I am struggling to get my Azure batch nodes to start within a Pool that is configured to use a virtual network. The virtual network has been configured with a service endpoint policy that has a "Microsoft.Storage" policy definition and it points at a single storage account. Without the service endpoints defined on the virtual network the Azure batch pool works as expected, but with it the following error occurs and the node never starts.
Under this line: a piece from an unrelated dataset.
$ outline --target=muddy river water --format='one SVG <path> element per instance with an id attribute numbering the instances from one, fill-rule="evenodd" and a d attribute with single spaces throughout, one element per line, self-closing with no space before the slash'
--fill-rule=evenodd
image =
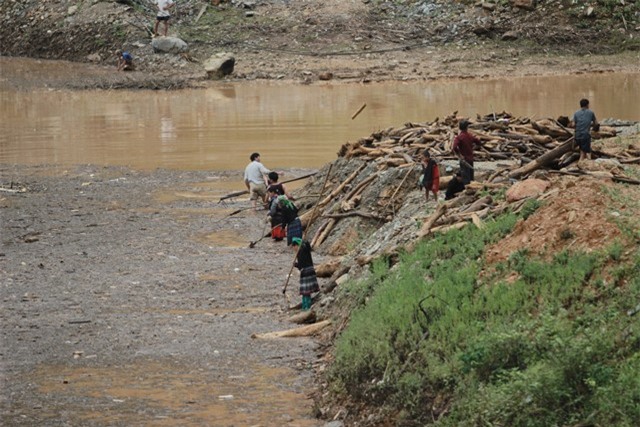
<path id="1" fill-rule="evenodd" d="M 316 168 L 347 141 L 389 126 L 508 111 L 640 120 L 640 74 L 453 82 L 221 83 L 180 91 L 0 91 L 0 163 L 237 170 Z M 366 107 L 355 118 L 358 109 Z"/>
I have tried creating the Batch account in both Pool allocation modes. This did not seem to make a difference, the pool resizes successfully and then the nodes are stuck in "Starting" mode. In the "User Subscription" mode I found the start-up error because I can see the VM instance in my account:
VM has reported a failure when processing extension 'batchNodeExtension'. Error message: "Enable failed: processing file downloads failed: failed to download file[0]: failed to download file: unexpected status code: actual=403 expected=200" More information on troubleshooting is available at https://aka.ms/VMExtensionCSELinuxTroubleshoot
From what I can determine this is an Azure VM extension that is running to configure the VM for Azure Batch. My base image is Canonical, ubuntuserver, 18.04-lts (batch.node.ubuntu 18.04). I can see that the extensions is attempting to download from:
https://a52a7f3c745c443e8c2cac69.blob.core.windows.net/nodeagentpackage-version9-22-0-2/Ubuntu-18.04/batch_init-ubuntu-18.04-1.8.7.tar.gz (note I removed the SAS token from this URL for posting here)
there are 8 further files that are downloaded and it looks like this is configuring the Batch agent on the node.
The 403 error indicates that the node cannot connect to this storage account, which makes sense given the service endpoint policy. It does not include this storage account within it and this storage account is external to my Azure subscription. I thought that I might be able to add it to the service endpoint policy, but I have no way of determining what Azure subscription it is part of it. If I knew this I thought I could add it like:
Endpoint policy allows you to add specific Azure Storage accounts to allow list, using the resourceID format. You can restrict access to all storage accounts in a subscription E.g. /subscriptions/subscriptionId (from https://docs.microsoft.com/en-us/azure/virtual-network/virtual-network-service-endpoint-policies-overview)
I tried adding security group rules using service tags for Azure storage, but this did not help. The node still cannot connect and this makes sense given the description of service endpoint policies.
The reason for my interest in this is the following post: [https://github.com/Azure/Batch/issues/66][1]
I am trying to minimise the bandwidth charges from my storage account by using service endpoints.
I have also tried to create my own VM, but I am not sure whether the "batchNodeExtension" script is run automatically for VMs that you're using with Batch.
I would really appreciate any pointers because I am running out of ideas to try!